Advantage Actor Critic!

Hey guys! After about a week of researching it, I finally got the A2C (Advantage Actor Critic) algorithm to work on Snake! My previous post on neural networks featured an AI learning how to play Snake with the use of a DQN, which was a LOT simpler than this, but the performance and speed was much better. For my implementation of A2C, I decided to use two networks (sometimes people implement it with 1). The math and pseudocode were SO MUCH HARDER to understand than Q learning, but I probably should have researched policy gradient methods better before diving into this.

A2C explanation:

(My implementation of) A2C basically functions with two neural networks: an actor and critic. The actor’s goal is to predict what actions would maximize the reward from the critic. The critic has to evaluate how good a state is, and is supposed to tell the actor how to improve. It’s like a parent and child scenario. In a regular DQN, there is only one neural network that estimates the value function (the Q value), and it takes actions based on choosing the action with the highest Q value (of course with epsilon greedy as well). This makes the implementation much easier to do from scratch, so I was able to do that in vanilla processing.
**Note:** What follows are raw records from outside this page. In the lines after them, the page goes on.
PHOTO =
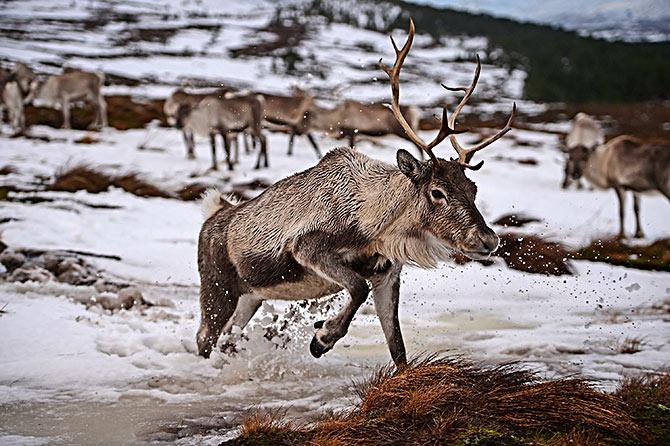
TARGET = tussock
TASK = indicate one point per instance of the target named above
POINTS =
(453, 401)
(84, 177)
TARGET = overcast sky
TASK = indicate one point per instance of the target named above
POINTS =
(550, 10)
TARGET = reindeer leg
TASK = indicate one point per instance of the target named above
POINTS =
(310, 253)
(66, 114)
(621, 195)
(246, 307)
(247, 146)
(290, 143)
(217, 305)
(189, 141)
(312, 141)
(636, 208)
(226, 148)
(262, 153)
(567, 172)
(212, 141)
(386, 294)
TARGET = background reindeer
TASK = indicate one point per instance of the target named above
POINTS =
(350, 222)
(61, 91)
(293, 112)
(180, 97)
(584, 132)
(351, 118)
(227, 117)
(625, 164)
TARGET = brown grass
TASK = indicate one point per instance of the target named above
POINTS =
(84, 177)
(655, 256)
(455, 402)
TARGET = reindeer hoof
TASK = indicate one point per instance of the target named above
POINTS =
(316, 348)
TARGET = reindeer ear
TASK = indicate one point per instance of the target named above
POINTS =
(410, 166)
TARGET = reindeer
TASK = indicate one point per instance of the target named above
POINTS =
(584, 132)
(293, 112)
(351, 118)
(75, 85)
(14, 87)
(178, 98)
(349, 223)
(625, 164)
(230, 115)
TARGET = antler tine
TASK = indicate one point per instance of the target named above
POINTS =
(465, 155)
(394, 77)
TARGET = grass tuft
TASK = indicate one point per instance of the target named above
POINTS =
(453, 401)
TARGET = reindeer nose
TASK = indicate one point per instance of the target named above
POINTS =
(490, 240)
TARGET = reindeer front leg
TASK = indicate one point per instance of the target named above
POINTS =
(312, 251)
(386, 294)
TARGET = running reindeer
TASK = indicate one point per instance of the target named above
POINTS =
(625, 164)
(350, 222)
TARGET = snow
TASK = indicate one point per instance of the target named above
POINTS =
(86, 373)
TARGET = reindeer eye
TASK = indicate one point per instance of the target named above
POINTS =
(437, 194)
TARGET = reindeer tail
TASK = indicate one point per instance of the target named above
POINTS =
(213, 200)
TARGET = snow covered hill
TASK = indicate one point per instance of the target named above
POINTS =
(73, 372)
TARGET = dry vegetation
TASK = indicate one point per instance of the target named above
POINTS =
(452, 401)
(528, 253)
(83, 177)
(655, 256)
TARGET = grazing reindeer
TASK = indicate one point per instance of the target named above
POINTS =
(231, 115)
(584, 132)
(14, 86)
(178, 98)
(293, 112)
(63, 90)
(625, 164)
(351, 118)
(350, 222)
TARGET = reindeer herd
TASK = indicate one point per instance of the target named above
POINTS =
(350, 222)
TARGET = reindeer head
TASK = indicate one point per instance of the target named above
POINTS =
(447, 196)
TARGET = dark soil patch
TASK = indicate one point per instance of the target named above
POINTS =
(83, 177)
(530, 254)
(455, 402)
(655, 256)
(515, 220)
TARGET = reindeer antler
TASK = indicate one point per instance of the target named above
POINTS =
(447, 125)
(465, 155)
(394, 76)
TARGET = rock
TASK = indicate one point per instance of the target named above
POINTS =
(128, 297)
(12, 259)
(31, 273)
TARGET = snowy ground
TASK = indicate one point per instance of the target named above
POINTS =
(76, 375)
(87, 374)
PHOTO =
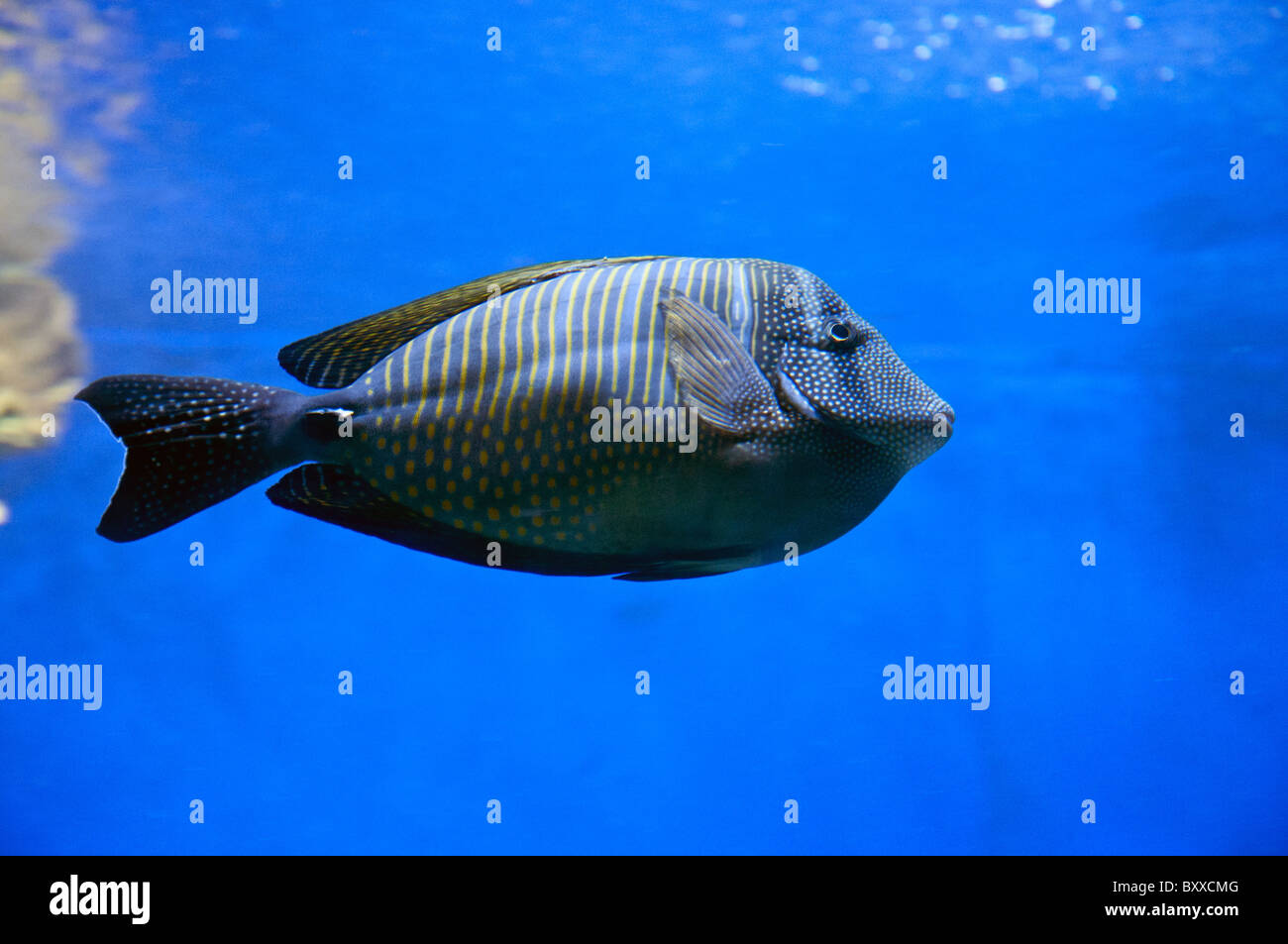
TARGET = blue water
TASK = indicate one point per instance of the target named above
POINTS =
(1108, 682)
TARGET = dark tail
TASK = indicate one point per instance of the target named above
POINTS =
(191, 442)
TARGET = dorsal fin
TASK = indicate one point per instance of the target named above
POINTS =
(338, 357)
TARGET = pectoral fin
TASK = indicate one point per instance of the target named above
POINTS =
(713, 372)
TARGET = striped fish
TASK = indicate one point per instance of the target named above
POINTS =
(649, 417)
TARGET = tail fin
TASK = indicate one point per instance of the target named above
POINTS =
(191, 442)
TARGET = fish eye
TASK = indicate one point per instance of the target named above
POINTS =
(841, 335)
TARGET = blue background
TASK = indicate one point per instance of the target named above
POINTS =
(1108, 682)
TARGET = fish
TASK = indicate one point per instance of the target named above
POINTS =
(644, 417)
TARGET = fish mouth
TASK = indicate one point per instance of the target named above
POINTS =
(800, 403)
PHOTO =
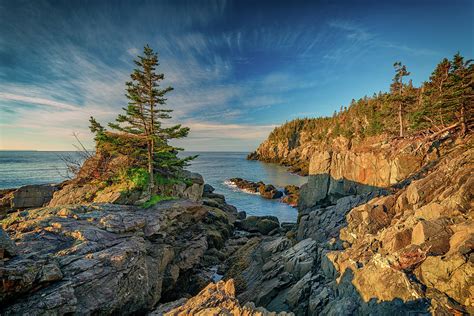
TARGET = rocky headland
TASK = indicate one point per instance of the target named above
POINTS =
(370, 248)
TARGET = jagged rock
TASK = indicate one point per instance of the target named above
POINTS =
(31, 196)
(269, 192)
(7, 247)
(208, 188)
(106, 258)
(261, 224)
(218, 299)
(434, 235)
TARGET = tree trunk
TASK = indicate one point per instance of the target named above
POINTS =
(400, 118)
(151, 185)
(463, 119)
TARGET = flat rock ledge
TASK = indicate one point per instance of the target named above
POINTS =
(216, 299)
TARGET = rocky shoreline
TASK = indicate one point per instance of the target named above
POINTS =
(290, 194)
(371, 238)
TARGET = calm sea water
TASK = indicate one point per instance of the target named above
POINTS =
(18, 168)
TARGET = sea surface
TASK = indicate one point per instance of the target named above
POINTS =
(18, 168)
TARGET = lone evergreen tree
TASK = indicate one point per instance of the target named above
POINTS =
(142, 123)
(397, 89)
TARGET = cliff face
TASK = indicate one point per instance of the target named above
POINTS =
(294, 151)
(404, 249)
(339, 169)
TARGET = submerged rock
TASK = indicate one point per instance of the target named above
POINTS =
(260, 224)
(216, 299)
(105, 258)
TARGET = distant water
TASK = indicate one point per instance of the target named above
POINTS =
(18, 168)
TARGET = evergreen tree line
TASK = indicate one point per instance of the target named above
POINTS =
(442, 103)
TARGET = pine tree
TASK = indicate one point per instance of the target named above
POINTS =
(397, 89)
(141, 124)
(460, 94)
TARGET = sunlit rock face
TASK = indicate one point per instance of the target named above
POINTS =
(215, 299)
(340, 170)
(105, 258)
(403, 250)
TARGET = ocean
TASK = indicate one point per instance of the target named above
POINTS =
(18, 168)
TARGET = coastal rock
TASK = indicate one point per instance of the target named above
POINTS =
(216, 299)
(391, 237)
(30, 196)
(7, 247)
(268, 191)
(260, 224)
(67, 256)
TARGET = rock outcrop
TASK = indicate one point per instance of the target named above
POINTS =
(108, 259)
(406, 249)
(290, 195)
(215, 299)
(27, 196)
(340, 170)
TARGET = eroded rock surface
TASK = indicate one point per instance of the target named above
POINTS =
(105, 258)
(405, 249)
(215, 299)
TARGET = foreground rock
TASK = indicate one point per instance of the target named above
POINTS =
(27, 196)
(107, 259)
(405, 250)
(215, 299)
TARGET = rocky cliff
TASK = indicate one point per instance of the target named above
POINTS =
(404, 249)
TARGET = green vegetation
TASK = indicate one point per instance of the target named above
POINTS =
(157, 198)
(139, 134)
(442, 103)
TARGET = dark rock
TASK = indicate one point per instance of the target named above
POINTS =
(32, 196)
(270, 192)
(106, 258)
(7, 246)
(291, 189)
(208, 188)
(261, 224)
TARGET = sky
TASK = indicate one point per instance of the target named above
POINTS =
(238, 68)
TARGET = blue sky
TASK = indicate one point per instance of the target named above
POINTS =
(239, 68)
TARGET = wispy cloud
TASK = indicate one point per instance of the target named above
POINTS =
(232, 68)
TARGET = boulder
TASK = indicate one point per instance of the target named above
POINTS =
(269, 192)
(32, 196)
(106, 258)
(208, 188)
(216, 299)
(7, 246)
(433, 235)
(261, 224)
(291, 189)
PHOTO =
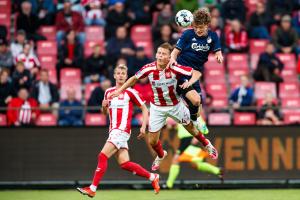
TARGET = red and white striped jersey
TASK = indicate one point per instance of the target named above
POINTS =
(121, 108)
(163, 82)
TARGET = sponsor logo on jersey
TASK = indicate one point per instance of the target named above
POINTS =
(200, 47)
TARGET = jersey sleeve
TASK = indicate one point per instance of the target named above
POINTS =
(182, 70)
(181, 43)
(216, 42)
(135, 97)
(143, 72)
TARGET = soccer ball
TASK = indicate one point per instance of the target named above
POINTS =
(184, 18)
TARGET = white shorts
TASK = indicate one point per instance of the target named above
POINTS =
(119, 138)
(158, 115)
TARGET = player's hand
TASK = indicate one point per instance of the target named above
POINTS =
(171, 62)
(142, 133)
(219, 57)
(185, 85)
(113, 95)
(104, 103)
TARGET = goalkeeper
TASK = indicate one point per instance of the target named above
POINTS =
(189, 152)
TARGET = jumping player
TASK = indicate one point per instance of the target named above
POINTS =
(188, 151)
(192, 49)
(165, 101)
(120, 113)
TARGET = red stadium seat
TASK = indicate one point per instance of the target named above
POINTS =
(3, 121)
(261, 88)
(287, 90)
(292, 118)
(88, 47)
(244, 118)
(46, 48)
(258, 46)
(89, 88)
(95, 119)
(289, 60)
(219, 119)
(48, 61)
(219, 103)
(65, 87)
(290, 103)
(49, 32)
(141, 33)
(217, 90)
(70, 75)
(46, 119)
(289, 75)
(235, 74)
(214, 75)
(237, 60)
(212, 63)
(94, 33)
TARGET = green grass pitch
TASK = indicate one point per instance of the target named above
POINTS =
(274, 194)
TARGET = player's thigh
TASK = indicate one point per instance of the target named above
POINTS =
(157, 118)
(180, 113)
(122, 156)
(109, 149)
(153, 137)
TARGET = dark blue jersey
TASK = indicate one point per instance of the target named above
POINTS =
(195, 49)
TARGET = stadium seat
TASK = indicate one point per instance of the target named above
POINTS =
(235, 74)
(141, 33)
(95, 119)
(257, 46)
(70, 75)
(64, 87)
(88, 47)
(3, 121)
(217, 90)
(219, 103)
(240, 118)
(212, 63)
(290, 103)
(237, 60)
(289, 60)
(48, 61)
(219, 119)
(89, 88)
(287, 90)
(49, 32)
(292, 118)
(94, 33)
(289, 75)
(261, 88)
(46, 48)
(214, 75)
(46, 119)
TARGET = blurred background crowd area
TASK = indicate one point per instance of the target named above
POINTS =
(57, 58)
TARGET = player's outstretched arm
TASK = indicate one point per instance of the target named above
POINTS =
(195, 77)
(144, 123)
(219, 56)
(129, 83)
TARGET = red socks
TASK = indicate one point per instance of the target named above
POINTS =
(135, 169)
(101, 168)
(200, 137)
(158, 149)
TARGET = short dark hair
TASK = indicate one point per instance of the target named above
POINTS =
(166, 45)
(202, 17)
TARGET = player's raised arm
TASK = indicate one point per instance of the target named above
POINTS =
(129, 83)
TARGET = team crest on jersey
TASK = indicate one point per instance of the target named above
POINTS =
(209, 40)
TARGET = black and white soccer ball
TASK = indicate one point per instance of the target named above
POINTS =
(184, 18)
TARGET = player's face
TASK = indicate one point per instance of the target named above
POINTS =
(200, 30)
(120, 75)
(162, 56)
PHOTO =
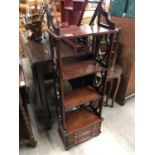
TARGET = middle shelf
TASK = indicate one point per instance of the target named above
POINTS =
(79, 69)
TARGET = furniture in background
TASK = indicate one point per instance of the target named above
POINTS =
(25, 130)
(79, 110)
(115, 70)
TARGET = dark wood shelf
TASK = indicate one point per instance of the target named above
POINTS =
(81, 118)
(79, 69)
(80, 96)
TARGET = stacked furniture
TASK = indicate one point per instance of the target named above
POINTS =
(79, 111)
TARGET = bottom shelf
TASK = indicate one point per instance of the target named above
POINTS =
(81, 125)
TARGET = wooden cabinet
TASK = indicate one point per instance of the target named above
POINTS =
(126, 58)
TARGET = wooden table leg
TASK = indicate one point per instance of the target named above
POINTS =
(109, 91)
(115, 93)
(43, 96)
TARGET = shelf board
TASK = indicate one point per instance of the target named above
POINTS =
(81, 118)
(80, 96)
(79, 69)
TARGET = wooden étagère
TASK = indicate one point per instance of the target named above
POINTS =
(79, 111)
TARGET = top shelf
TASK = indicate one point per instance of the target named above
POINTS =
(80, 31)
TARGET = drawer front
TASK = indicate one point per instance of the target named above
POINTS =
(84, 134)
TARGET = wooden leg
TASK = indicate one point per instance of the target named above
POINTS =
(109, 91)
(43, 97)
(115, 93)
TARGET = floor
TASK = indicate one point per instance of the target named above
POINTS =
(117, 135)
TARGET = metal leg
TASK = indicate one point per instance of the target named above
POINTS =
(117, 86)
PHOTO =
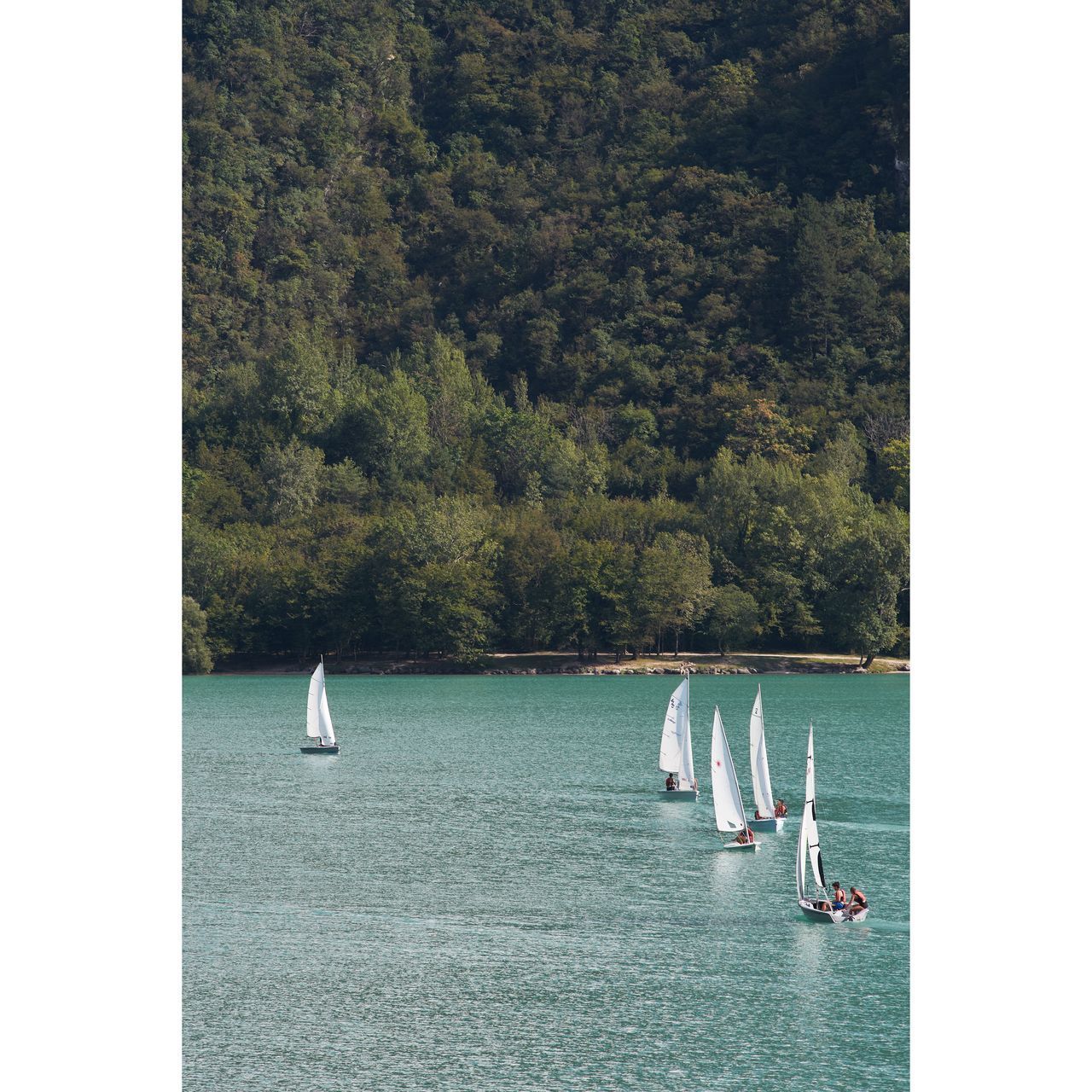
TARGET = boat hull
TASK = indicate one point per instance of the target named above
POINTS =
(831, 916)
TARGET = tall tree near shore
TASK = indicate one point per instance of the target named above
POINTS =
(675, 584)
(197, 659)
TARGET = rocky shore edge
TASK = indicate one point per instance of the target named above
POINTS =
(509, 664)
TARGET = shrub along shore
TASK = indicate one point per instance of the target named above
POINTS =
(560, 663)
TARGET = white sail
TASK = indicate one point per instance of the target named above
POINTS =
(802, 853)
(810, 822)
(760, 769)
(687, 779)
(319, 723)
(675, 721)
(728, 803)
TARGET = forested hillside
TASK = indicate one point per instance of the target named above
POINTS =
(545, 324)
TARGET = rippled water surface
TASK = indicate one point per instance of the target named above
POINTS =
(484, 890)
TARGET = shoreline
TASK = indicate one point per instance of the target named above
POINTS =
(565, 663)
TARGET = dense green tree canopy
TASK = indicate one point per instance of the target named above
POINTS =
(577, 323)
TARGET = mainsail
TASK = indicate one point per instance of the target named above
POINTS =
(760, 769)
(802, 853)
(810, 826)
(728, 803)
(319, 723)
(675, 753)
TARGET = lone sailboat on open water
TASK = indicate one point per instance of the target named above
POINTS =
(676, 758)
(816, 908)
(728, 802)
(319, 724)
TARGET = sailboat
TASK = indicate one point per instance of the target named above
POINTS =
(728, 803)
(807, 846)
(319, 724)
(676, 757)
(760, 773)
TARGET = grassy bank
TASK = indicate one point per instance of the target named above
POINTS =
(566, 663)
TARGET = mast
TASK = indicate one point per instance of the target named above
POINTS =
(728, 803)
(810, 819)
(760, 768)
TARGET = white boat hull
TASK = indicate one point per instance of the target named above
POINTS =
(831, 916)
(741, 846)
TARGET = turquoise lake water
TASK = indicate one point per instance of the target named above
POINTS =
(484, 890)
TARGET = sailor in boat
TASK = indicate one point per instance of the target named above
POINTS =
(839, 897)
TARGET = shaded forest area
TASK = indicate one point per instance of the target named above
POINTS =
(545, 326)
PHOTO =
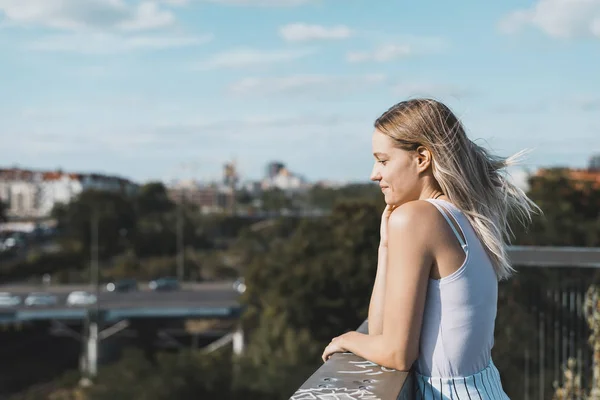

However, for A2C, the network architecture and gradient computation is much more complex, so I had to migrate to using processing for eclipse and the DL4J library.

Now, the hyperparameters:

  • 11 inputs (same as before), two hidden layers 128 neurons each with leakyrelu activation, 2 output layers (one is softmax for the actor - 3 outputs), and the other is identity for the critic to output one q value - 1 output.
  • gamma = 0.95, learning rate = 0.001, 20x20 board (same as last time)
  • one update per game

I noticed some pretty significant performance changes in the network, where the DQN took 800 games to reach a max score of 21, but after 350 games with the actor critic network, it reached a max score of 23. Another important thing to note is that the DQN used experience replay, and this didn’t, so the speed of the algorithm improved drastically (from 30 fps to 240), and there were far fewer updates performed to get to this level of play.

Here is a picture (from a model I saved and loaded):

If anyone sees this, have a great day! I might do PPO or something in the future, but I might just take a break for now.